It is a rare thing, but now and again I do receive personal invitations from editors. Usually these are invitations to submit to an anthology or collection of some type.
Such was the case yesterday when I sent an essay for consideration in an upcoming anthology about writing, which is ironic, since I happened to have an essay about the many changes that writers have had to endure over the past five years. I hope the editor likes my thoughts on the matter.
As a general rule, I don't receive many invitations. I have few friends (even fewer who want to admit they know me) and when most people have parties, bashes, and festivities they rarely think of me as being the life of the party. I'd just bring a 2-liter of Pepsi and a bag of Ring-Dings and most people could not endure the embarrassment . . . especially my wife.
"We have to bring something nice to the party," is what my wife usually says. "Pepsi doesn't cut it."

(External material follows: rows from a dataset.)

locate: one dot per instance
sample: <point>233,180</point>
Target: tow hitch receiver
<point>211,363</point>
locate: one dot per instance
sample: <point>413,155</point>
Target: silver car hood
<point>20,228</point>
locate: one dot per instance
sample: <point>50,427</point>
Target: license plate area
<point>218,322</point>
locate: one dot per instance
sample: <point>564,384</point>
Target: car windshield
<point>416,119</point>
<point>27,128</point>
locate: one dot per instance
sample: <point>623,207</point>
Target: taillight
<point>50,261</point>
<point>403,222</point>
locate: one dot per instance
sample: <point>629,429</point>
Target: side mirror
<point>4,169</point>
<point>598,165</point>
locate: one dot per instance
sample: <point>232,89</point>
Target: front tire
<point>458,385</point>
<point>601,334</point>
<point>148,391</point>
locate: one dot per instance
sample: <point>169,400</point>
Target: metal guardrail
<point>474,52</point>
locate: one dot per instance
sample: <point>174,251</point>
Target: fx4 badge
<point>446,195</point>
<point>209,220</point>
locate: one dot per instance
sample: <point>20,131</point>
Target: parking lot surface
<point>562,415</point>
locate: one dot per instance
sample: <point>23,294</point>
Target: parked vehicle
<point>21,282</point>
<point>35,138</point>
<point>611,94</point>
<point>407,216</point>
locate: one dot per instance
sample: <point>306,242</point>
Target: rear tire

"I bought a bag of chips, too," I point out.
"The expiration date was two weeks ago," she says.
"They probably won't open the bag anyway," I tell her. "That's why we should have brought the Ring-Dings. Everybody likes Ring-Dings, or Pork-Rinds, and they never go bad. A year old Ring-Ding is no different than a fresh one."
Editors are like party hosts. They invite writers to a party and later they decide which submissions they are going to open and enjoy. But I'm not sending these people caviar in silver tins. I'm sending them half-eaten bags of stale Ring-Dings.
Hopefully, this editor is the type who doesn't have an aversion to eating an M & M off a hotel room floor. It's a high traffic area, but chocolate is still chocolate. What doesn't kill you just makes you stronger.